The Quinnipiac poll surveyed an exceptionally large number of respondents, and therefore its sampling of independents is quite large — it surveyed 946 independents, all of them reported to be registered voters. So what does this survey tell us about independents’ reflections on the first 3-1/2 years (or so) of “hope and change”? Let’s take a look.
Do independents think they are “better off or worse off financially” than they were four years ago? By a margin of 14 percentage points (46 to 32 percent), they think they are “worse off,” rather than “better off.”

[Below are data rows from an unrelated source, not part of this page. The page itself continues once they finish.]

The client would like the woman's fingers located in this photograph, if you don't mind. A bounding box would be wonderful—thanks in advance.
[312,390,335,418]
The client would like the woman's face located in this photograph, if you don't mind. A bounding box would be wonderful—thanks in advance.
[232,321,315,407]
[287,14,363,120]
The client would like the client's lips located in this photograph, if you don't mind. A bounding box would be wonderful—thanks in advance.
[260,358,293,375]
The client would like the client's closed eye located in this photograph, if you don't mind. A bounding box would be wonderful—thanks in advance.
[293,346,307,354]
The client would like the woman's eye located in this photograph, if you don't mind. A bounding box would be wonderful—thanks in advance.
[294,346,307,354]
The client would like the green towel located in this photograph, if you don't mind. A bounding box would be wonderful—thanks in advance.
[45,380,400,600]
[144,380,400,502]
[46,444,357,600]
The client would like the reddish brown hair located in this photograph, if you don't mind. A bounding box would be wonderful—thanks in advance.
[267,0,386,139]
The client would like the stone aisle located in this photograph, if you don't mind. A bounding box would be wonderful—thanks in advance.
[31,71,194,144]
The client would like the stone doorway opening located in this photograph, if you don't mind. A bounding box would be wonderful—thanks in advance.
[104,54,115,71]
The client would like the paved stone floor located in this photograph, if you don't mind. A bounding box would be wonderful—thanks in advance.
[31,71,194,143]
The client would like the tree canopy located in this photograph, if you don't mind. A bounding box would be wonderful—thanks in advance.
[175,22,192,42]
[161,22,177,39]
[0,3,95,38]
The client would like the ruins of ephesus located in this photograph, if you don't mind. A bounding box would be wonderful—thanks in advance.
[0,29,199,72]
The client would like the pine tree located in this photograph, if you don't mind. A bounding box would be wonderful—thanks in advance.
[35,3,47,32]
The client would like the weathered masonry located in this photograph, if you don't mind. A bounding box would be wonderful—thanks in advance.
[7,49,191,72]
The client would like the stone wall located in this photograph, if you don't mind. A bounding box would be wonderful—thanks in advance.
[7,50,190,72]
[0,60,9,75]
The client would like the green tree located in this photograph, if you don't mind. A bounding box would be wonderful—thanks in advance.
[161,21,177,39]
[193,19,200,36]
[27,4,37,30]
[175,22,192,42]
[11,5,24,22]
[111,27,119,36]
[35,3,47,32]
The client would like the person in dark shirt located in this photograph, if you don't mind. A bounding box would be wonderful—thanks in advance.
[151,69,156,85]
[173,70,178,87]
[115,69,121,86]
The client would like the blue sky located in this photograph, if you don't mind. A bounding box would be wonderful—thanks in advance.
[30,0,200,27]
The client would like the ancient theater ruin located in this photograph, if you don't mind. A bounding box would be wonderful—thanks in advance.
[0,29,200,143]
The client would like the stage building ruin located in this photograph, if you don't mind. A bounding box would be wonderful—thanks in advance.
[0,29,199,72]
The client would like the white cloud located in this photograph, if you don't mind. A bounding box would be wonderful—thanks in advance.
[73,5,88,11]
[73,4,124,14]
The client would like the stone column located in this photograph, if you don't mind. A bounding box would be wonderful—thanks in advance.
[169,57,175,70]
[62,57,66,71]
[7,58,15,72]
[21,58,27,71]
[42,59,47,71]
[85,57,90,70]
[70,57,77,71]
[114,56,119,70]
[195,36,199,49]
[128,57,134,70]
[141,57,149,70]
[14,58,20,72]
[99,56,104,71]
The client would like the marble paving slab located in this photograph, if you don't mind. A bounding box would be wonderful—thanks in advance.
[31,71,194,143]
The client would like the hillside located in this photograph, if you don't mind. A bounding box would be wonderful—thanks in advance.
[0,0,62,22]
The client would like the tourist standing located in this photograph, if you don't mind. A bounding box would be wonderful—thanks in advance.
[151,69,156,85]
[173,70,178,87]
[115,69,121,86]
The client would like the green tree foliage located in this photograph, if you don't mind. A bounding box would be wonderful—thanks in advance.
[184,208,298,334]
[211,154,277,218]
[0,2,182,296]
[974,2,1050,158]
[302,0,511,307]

Are independents “satisfied” with “the way things are going in the nation today”? By a margin of 54 points (77 to 23 percent), they are at least somewhat “dissatisfied,” rather than at least somewhat “satisfied.” Even worse for Obama, 45 percent are “very dissatisfied,” while only 2 percent are “very satisfied.”
According to the National Bureau of Economic Research (the recognized authority on such matters), we are now almost three years removed from the end of the recession that Obama inherited. So, what do independents think of the Obama “recovery”? By a margin of 41 points (69 to 28 percent), they think the country is still “in a recession now.”
“Who do [independents] trust to do a better job of handling the economy, President Obama or the Republicans in Congress?” By a margin of 13 points (48 to 35 percent), they trust the GOP members of Congress.
What do independents think of Obamacare, the defining legislation of Obama’s term? By a margin of 24 points (57 to 33 percent), they think Congress should “repeal it.”
To recap, by a margin of 14 points, independents think they are worse off financially, rather than better off financially, than they were four years ago. By a margin of 54 points, they think the country is headed in the wrong, rather than the right, direction — and those who are “very dissatisfied” with the country’s direction outnumber those who are “very satisfied” with its direction by better than 20 to 1. By a margin of 41 points, they think we are still in the midst of (what they regard as) a 4-year recession, rather than in the midst of a (multi-year) recovery. By a margin of 13 points, they trust congressional Republicans over Obama on the economy. And by a margin of 24 points, they want Obama’s signature legislation to be repealed.
To say these are poor numbers for an incumbent would be an obvious understatement.